Xi Lu, Michael B. McElroy, Chris P Nielsen, Xinyu Chen, and Junling Huang. 2013. “Optimal integration of offshore wind power for a steadier, environmentally friendlier, supply of electricity in China.” Energy Policy, 62, Pp. 131–138. Publisher's VersionAbstract

Demand for electricity in China is concentrated to a significant extent in its coastal provinces. Opportunities for production of electricity by on-shore wind facilities are greatest, however, in the north and west of the country.
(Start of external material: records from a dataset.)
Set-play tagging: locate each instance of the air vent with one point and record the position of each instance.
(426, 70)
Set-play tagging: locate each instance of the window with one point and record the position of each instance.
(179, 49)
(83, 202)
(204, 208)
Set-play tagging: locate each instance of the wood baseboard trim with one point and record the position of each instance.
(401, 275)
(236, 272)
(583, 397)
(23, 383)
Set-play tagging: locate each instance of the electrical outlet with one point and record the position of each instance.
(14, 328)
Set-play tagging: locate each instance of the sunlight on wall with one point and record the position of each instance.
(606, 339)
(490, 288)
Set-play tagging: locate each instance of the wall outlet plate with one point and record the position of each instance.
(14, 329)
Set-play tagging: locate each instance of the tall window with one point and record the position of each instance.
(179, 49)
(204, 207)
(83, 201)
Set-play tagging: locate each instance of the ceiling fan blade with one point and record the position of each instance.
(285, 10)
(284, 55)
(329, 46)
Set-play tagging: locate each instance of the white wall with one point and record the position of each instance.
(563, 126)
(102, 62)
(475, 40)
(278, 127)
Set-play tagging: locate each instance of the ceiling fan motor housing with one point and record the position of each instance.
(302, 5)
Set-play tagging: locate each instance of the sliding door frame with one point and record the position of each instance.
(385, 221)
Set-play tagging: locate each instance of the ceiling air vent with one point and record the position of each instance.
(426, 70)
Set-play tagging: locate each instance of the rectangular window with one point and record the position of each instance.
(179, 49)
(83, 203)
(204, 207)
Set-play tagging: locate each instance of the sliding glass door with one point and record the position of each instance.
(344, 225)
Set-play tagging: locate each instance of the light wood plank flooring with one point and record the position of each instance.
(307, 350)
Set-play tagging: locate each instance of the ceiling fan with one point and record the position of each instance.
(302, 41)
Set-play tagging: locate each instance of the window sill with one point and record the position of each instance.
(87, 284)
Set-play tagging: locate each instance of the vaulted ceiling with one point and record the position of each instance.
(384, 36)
Using high resolution wind data derived from the GEOS-5 assimilation, this study shows that investments in off-shore wind facilities in these spatially separated regions (Bohai-Bay or BHB, Yangtze-River Delta or YRD, Pearl-River Delta or PRD) could make an important contribution to overall regional demand for electricity in coastal China. An optimization analysis indicates that hour-to-hour variability of outputs from a combined system can be minimized by investing 24% of the power capacity in BHB, 30% in YRD and 47% in PRD. The analysis suggests that about 28% of the overall off-shore wind potential could be deployed as base load power replacing coal-fired system with benefits not only in terms of reductions in CO2 emissions but also in terms of improvements in regional air quality. The interconnection of off-shore wind resources contemplated here could be facilitated by China's 12th-five-year plan to strengthen inter-connections between regional electric-power grids.